Recent SNAP cuts have taken several forms: lowering benefit amounts, restricting eligibility, and reducing nutrition education. These all have an impact on the long-term health of the 556,000 Minnesotans who rely on SNAP to help make ends meet.
The most recent version of the farm bill doesn’t reverse those cuts, but it does protect most families from further benefit reductions (as opposed to the House proposal). SNAP spending will be reduced by $8 billion over the next ten years, but mostly through administrative changes, clearer eligibility guidelines, and increased oversight.
The Center on Budget Policy and Priorities summarizes the SNAP changes better than I ever could. The farm bill will “clarify certain SNAP eligibility rules, such as by ensuring that lottery winners and affluent college students are not eligible for SNAP; strengthen SNAP program integrity, such as through new measures to combat trafficking of benefits by retailers and recipients; test innovative strategies to connect more SNAP participants to employment… [and] improve access to healthy food options by requiring stores to stock more perishable foods and testing new ways for clients to make purchases with their SNAP benefit card… that could open up the program to more retailers with healthy options.”
Some of these changes might lead to good improvements (such as allowing farmers’ markets to accept SNAP benefits via smartphone app rather than costly wired POS systems). But make no mistake, SNAP recipients are still struggling and this farm bill won’t provide immediate relief.
After the $5 billion-per-year SNAP reduction in November (leading to a $36/month cut for a family of 4), food shelves across the country are reporting a spike in demand. Just because this spending reduction was a long-planned sunset to a temporary economic stimulus doesn’t mean that families absorbed the cuts easily.

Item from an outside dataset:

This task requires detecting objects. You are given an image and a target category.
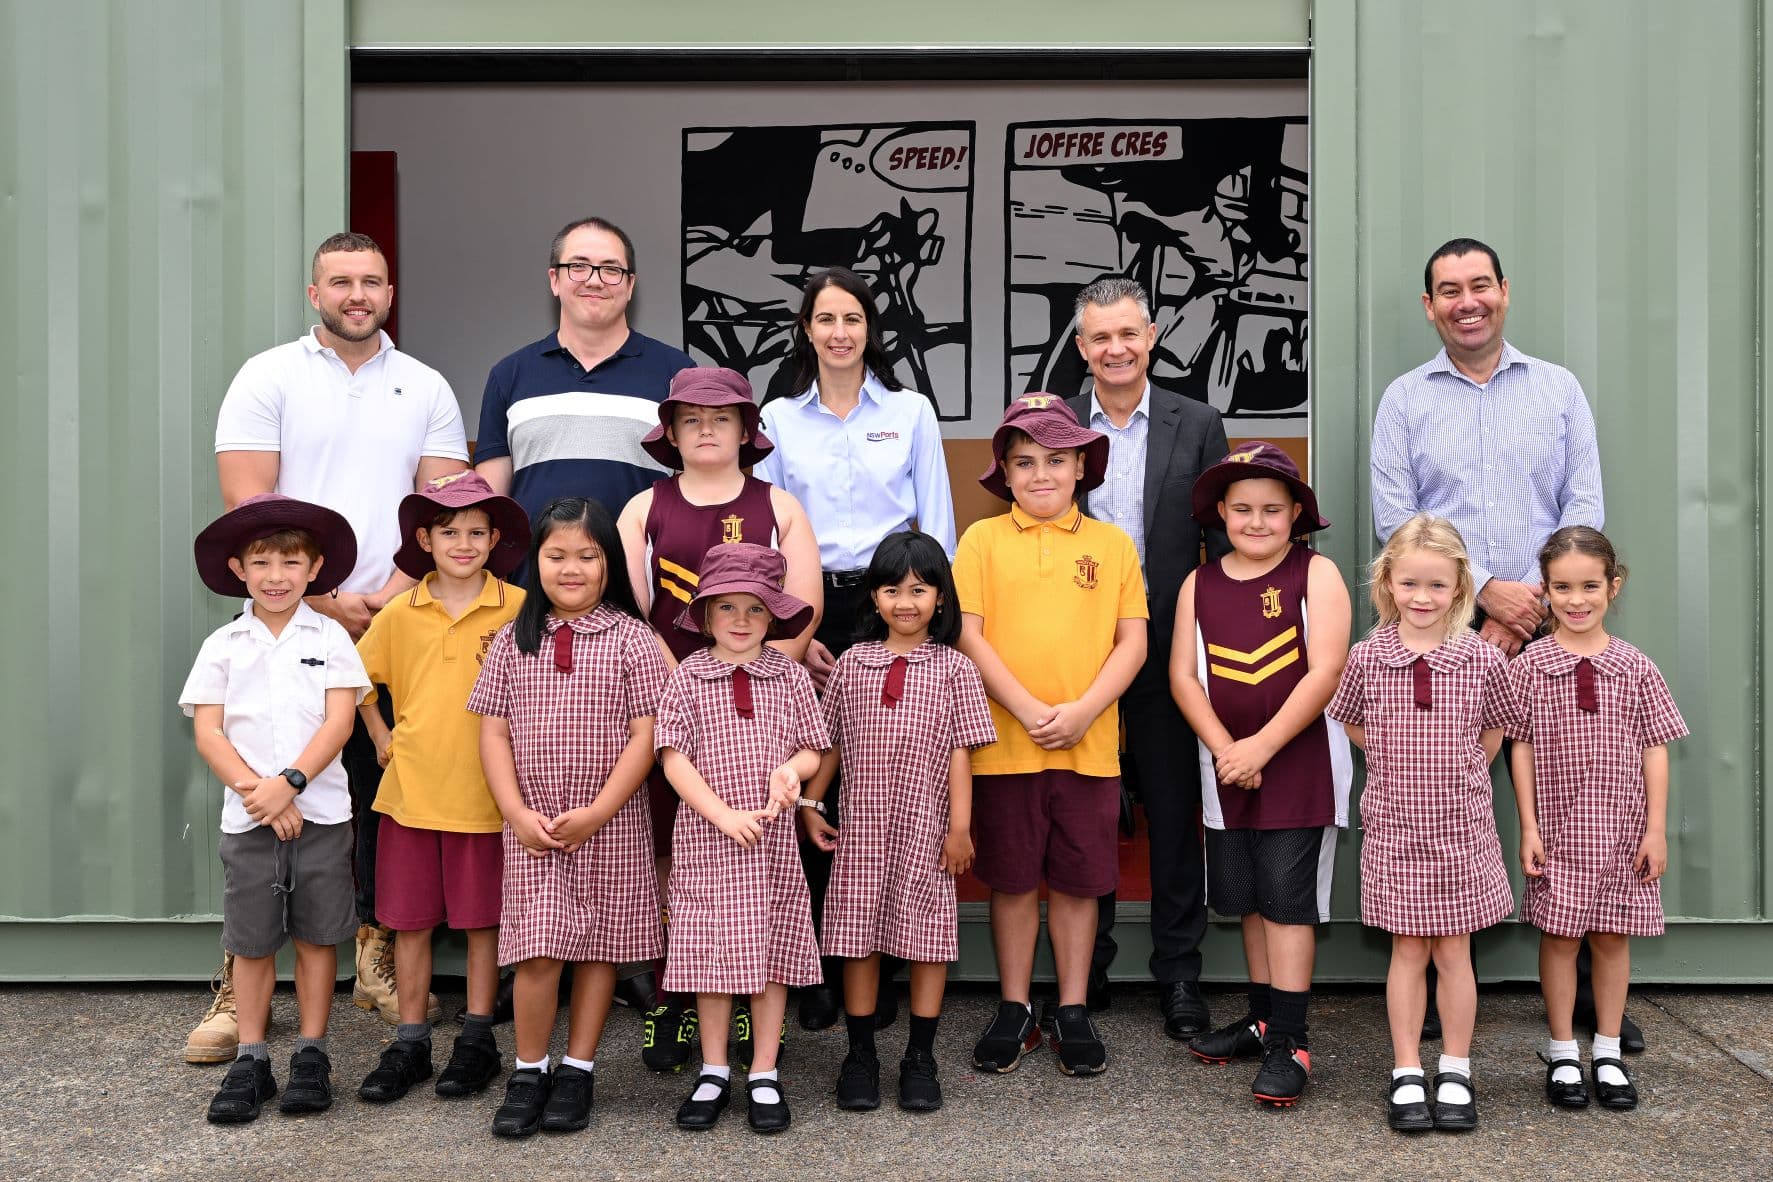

In November and December, one of the food shelves I work at enrolled over 100 new households.
Food shelves were originally intended to be a back-up source of aid in emergencies. These days, they’re how many families regularly balance their budget, often even visiting multiple food shelves to feed their families. SNAP isn’t just an income support for the unemployed; it’s also an income support for child-care workers, personal care attendants, retail cashiers, bus drivers, and custodians.
The truth is this: people need to eat, and they’ll find a way to do that. When workers don’t earn enough to keep their fridges full, they turn to public assistance. Taxpayers subsidize profitable corporations’ refusal to pay living wages. When those public assistance programs get cut, their recipients turn to food shelves. And when food shelves run out of adequate, nutritious food? People will eat what’s cheap, not what keeps them healthy as workers, students, and citizens. Hunger, whether or not we personally experience it, hurts all of us. It lowers worker productivity and student achievement. It increases health-care costs.
I’d encourage everyone to invite your Congressperson to your community’s food shelf. Invite them to participate in a client intake session with a hardworking family who just can’t balance the budget on their low wages. Thank your Congressperson for passing a farm bill that includes and largely protects SNAP. And then ask them: what will we do next to bring real relief to hungry families?